In "Destabilizing the Nation, Society, and the Body,” Colleen Taylor, Nancy Marck Cantwell, and Kathryn Conrad examined literature featuring female characters with mutable identities that question gender binaries. Likewise, in “Transnational Irish Literature,” Bisi Adigun, Ed Madden, Andrew Kinkaid, and Amanda Tucker argued not only that the field should move beyond the diaspora toward transnational literature, but also that this paradigm shift should include nontraditional topics such as sexuality, racism, even piracy. Sexuality was also an element of Michael Kinneally’s discussion of Kevin Barry’s short stories in “Transforming Form and Altering Genre in the Contemporary Short Story and Crime Fiction.” 

Crime fiction is a recent entrée at ACIS. In the above panel, Kersti Tarien Powell linked the rise of detective novels—termed "Celtic Noir"—to the demise of the Celtic Tiger, end of the Troubles, decline of the Catholic Church, and rise of gangs. Similarly, in “Speculations on Contemporary Detective Fiction,” Shirley Peterson noted that Irish crime novels capture Irish history as trauma spawned, in part, from the crash but played out against the traumas of colonialism, globalization, culture clash, and resultant fears of powerlessness. Fiona Coffy, Elizabeth Mannion, and Nancy Marck Cantwell examined the Irish roots of police procedurals, tracing the birth of the first female detective to the Sister Fidelma novels and argued that Dalaigh uses these novels to critique the political status of contemporary Irish women.

Trauma is not new to Irish literature; however, in “Trauma, Performativity, and Engendering Silence,” Chu He noted that the topic has finally moved beyond Northern Ireland. Recent novels have addressed PTSD in women’s lives due to death, depression, infertility, and good old Catholic guilt. Such topics are rarely explored, argued Mollie Kervick, because of the tendency of (male) Irish writers to erase mothers from most narratives; Laura Farrell-Wortman expanded on this in her discussion of the performance of widowhood.
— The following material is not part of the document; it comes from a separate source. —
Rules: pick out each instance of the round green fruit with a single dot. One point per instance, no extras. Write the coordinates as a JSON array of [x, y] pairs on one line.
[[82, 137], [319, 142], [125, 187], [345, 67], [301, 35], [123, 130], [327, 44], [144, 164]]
Keynote speaker Moynagh Sullivan touched on all of these themes in her presentation on Emma Donoghue's Room. This talk was notable for many reasons: it was the first keynote I can recall by a woman about a contemporary woman writer—which may explain why the audience was primarily female. Room, the story of Ma, a young woman kidnapped, raped, impregnated, and imprisoned by an older man, questions the Irish patriarchal family structure as well as the paternalism that helps maintain and contain a culture of rape and incest. Although the female Bildungsroman is considered outside traditional Irish literary history, in Room, Ma emerges as a survivor with a voice. I hope to hear more women’s voices at future conferences.